Non a caso, ci viene mostrato che Artù nasce dalla lussuria di Uther sapientemente trasmutata dalla volontà magica di Merlino: il male non sta nelle cose, negli istinti o nelle passioni, ma nella coscienza che restando passiva dinnanzi ad esse se ne lascia travolgere invece di dirigerle.
“Il segreto di ogni vittoria sta nel non lottare”: questo è l’insegnamento che Merlino impartisce al giovane Artù quando, estratta la spada dalla roccia, molti cavalieri non vogliono riconoscerne l’autorità. Fuori è la guerra, mentre nella foresta, dove i due si sono rifugiati, cala la notte e con essa i fantasmi delle nostre paure più antiche.

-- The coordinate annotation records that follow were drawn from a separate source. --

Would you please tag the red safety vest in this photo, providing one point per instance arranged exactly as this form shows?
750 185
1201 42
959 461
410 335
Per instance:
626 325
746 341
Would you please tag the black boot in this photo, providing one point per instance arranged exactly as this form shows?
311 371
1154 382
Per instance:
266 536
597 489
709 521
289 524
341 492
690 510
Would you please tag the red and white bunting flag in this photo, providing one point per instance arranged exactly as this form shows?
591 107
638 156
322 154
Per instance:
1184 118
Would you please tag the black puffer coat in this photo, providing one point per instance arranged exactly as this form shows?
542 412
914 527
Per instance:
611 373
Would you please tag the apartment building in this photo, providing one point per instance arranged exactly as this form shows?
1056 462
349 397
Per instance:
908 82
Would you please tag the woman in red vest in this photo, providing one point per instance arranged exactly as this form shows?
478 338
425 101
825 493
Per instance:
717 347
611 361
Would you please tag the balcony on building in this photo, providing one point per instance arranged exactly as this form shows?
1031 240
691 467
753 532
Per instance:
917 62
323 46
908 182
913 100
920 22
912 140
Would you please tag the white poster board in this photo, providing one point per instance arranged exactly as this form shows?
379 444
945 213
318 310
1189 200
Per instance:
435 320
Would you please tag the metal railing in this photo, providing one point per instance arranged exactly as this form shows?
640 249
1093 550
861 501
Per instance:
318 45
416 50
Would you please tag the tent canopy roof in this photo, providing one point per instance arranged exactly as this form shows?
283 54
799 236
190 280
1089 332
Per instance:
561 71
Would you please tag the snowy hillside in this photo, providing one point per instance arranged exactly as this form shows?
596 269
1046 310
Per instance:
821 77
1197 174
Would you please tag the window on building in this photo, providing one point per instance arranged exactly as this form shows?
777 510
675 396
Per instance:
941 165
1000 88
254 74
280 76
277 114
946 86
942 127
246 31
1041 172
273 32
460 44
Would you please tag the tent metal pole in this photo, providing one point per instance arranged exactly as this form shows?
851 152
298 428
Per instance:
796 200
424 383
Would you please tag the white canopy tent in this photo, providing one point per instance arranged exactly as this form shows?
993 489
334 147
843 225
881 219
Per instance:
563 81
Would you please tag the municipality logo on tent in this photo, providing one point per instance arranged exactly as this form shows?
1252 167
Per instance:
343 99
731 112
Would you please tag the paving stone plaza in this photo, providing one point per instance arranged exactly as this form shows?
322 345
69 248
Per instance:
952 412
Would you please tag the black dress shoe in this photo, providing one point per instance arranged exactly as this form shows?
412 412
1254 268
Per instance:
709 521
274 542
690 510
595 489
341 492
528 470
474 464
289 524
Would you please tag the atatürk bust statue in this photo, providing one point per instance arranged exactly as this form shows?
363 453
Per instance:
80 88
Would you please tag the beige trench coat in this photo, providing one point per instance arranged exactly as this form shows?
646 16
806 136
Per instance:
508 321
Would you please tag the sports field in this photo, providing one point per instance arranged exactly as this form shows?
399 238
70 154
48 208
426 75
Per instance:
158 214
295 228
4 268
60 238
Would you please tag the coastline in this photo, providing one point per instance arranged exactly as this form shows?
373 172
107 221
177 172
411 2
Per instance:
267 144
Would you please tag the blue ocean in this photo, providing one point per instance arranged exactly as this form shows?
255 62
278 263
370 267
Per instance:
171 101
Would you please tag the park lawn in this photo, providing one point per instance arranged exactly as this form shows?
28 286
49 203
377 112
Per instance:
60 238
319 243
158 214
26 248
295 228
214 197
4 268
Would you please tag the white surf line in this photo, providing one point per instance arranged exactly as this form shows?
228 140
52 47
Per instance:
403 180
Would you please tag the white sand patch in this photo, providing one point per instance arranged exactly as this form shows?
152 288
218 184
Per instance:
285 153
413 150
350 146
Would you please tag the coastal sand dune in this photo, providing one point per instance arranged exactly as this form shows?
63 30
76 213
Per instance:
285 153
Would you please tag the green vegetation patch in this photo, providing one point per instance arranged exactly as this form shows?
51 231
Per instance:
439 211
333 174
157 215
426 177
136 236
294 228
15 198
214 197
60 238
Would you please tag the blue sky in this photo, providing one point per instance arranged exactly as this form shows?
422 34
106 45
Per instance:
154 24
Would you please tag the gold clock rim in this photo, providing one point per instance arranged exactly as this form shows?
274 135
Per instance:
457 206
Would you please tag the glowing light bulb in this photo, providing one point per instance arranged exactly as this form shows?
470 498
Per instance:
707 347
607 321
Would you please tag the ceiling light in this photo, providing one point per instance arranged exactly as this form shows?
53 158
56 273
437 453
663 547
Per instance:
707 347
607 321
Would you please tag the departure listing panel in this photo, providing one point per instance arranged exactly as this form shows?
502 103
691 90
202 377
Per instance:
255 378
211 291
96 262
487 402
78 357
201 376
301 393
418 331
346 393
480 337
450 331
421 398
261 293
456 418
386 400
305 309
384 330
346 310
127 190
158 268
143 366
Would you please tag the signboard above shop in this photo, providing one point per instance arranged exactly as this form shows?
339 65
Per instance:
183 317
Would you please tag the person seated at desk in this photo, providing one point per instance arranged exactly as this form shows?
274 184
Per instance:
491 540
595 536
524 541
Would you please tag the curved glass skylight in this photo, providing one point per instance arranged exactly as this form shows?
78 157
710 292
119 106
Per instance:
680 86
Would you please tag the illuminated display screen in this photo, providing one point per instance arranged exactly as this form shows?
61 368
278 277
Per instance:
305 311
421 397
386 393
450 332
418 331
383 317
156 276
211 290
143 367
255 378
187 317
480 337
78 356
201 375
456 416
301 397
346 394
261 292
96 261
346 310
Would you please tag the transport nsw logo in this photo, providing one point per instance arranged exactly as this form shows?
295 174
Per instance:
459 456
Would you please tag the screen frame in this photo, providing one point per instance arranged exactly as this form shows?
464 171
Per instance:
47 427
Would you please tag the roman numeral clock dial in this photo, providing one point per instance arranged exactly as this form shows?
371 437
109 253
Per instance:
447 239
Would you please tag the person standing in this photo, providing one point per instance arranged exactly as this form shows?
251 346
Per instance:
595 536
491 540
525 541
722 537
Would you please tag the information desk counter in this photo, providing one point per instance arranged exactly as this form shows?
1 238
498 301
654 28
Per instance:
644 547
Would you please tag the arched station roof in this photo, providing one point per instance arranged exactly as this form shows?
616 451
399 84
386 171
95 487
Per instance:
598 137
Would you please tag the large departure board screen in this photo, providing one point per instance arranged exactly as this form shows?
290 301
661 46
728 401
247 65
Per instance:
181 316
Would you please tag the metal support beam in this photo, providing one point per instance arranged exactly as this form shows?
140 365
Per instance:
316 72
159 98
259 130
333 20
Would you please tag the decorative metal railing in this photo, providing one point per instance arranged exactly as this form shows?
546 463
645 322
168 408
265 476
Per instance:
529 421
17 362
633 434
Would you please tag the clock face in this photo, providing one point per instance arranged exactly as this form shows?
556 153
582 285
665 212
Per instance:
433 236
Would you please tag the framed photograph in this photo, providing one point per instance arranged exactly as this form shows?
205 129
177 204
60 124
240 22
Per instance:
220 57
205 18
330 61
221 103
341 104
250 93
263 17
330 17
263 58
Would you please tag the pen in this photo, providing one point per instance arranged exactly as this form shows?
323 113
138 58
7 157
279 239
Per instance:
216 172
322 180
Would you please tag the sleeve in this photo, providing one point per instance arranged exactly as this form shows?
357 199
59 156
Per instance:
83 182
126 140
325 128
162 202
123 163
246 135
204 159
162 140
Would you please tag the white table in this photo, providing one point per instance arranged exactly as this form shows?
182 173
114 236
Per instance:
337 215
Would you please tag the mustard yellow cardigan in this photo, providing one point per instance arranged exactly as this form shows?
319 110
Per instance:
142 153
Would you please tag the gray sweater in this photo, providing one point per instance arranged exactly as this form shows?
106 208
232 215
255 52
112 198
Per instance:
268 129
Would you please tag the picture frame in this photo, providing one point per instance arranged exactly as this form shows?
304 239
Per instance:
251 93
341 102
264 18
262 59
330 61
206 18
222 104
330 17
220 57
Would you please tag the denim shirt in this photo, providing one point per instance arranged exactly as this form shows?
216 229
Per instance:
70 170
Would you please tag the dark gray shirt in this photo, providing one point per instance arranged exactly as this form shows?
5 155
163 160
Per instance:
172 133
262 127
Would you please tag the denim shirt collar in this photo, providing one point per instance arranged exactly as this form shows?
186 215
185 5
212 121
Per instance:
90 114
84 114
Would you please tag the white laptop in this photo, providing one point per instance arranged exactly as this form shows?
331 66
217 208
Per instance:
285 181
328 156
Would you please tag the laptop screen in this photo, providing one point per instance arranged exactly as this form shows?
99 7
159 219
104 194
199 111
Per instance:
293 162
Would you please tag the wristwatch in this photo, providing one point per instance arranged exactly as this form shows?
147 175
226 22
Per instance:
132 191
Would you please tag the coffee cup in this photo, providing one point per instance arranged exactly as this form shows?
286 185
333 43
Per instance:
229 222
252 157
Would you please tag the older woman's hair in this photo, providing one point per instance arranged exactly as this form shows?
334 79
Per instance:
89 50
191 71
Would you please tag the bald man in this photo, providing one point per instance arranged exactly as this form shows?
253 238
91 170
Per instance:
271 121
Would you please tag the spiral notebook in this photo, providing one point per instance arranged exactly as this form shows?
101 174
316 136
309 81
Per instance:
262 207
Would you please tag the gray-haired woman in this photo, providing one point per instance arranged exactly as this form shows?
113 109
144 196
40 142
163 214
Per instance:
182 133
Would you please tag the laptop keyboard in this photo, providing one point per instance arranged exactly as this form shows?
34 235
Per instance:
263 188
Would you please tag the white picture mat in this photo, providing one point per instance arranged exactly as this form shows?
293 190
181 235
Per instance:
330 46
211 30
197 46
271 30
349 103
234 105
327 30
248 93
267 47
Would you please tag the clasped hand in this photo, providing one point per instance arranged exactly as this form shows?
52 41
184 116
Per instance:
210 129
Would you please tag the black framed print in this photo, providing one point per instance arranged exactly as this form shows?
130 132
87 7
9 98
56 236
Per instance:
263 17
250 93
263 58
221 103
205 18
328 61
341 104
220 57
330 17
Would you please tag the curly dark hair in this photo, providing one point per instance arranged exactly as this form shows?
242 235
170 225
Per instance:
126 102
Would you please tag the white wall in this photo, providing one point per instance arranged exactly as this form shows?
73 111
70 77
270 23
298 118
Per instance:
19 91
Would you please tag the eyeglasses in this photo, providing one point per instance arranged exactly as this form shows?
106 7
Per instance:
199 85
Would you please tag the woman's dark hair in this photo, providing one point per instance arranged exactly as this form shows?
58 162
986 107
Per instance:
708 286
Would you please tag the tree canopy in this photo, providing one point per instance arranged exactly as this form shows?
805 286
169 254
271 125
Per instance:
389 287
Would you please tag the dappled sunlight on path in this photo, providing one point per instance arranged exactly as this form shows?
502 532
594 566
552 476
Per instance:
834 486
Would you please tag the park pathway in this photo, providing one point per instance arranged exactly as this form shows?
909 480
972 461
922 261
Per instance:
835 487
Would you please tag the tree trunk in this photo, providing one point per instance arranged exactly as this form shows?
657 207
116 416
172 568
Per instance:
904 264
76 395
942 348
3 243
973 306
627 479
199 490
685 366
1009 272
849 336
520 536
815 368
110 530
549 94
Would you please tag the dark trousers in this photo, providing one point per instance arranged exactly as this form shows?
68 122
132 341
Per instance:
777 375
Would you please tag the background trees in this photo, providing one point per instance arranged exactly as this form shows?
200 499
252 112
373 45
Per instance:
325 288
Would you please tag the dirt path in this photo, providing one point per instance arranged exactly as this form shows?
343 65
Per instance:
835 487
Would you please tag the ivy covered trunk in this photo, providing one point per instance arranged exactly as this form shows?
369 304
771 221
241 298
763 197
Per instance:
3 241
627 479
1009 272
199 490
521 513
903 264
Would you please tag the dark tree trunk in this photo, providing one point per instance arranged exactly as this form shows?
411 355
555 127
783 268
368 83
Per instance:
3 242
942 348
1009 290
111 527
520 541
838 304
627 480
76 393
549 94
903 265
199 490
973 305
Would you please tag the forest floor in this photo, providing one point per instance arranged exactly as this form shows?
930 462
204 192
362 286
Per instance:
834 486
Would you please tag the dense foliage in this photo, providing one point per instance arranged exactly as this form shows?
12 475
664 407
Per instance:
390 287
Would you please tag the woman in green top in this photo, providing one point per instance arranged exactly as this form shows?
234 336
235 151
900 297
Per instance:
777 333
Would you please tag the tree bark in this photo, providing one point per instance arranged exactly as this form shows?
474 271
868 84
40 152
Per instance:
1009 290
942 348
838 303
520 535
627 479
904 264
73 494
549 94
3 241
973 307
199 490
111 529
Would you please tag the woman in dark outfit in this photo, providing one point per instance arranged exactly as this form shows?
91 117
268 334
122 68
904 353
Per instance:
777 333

“Cosa devo fare?” chiede il giovane re. “Dormi” risponde il vecchio mago, “riposa nell’alito del drago”.
Come il naufrago in balia delle onde più si agita per uscirne e più sprofonda, così anche noi quando siamo travolti dalle tempeste della vita dobbiamo imparare a non reagire: ogni sforzo, ogni tentativo di trovare una soluzione, non fa altro che tenerci ancora di più nella tempesta. Non dobbiamo mai dimenticare che, poiché il pensiero crea, più pensiamo a qualcosa e più le diamo vita, più le nostre energie vitali verranno vampirizzate da ciò che occupa la nostra immaginazione inconscia.
“Non lottare” non significa fuggire, ma spezzare la meccanica reattività dell’anima per aprirsi a un potere più grande, che tutto può e conosce: lo spirito. Questo agente superiore, che i mistici identificano in una figura divina, ha sede nella rossa caverna del cuore ed è il nostro Io superiore. Per entrare in contatto con esso dobbiamo, tuttavia, aver prima raggiunto il silenzio della mente, il quieto raccogliersi della forza del pensiero in un unico punto.
Questa immobilità interiore, questa quiete del sistema nervoso, è il principio della vera azione spirituale: ciò che gli orientali chiamano “agire senza agire” e che, nell’insegnamento ermetico, è stato rappresentato immaginativamente dal dodicesimo arcano dei Tarocchi, l’Impiccato, e dal simbolo della Vergine da cui nasce il Sole radiante o Christo. Si potrebbe, ancora, evocare la figura di Odino che, appeso all’albero Yggdrasill, riceve la conoscenza delle rune, della terra invernale, coperta di neve come il bianco mantello di Maria, che appare morta mentre in profondità è tutto un fermento di forze, le quali operano preparando la rinascita primaverile.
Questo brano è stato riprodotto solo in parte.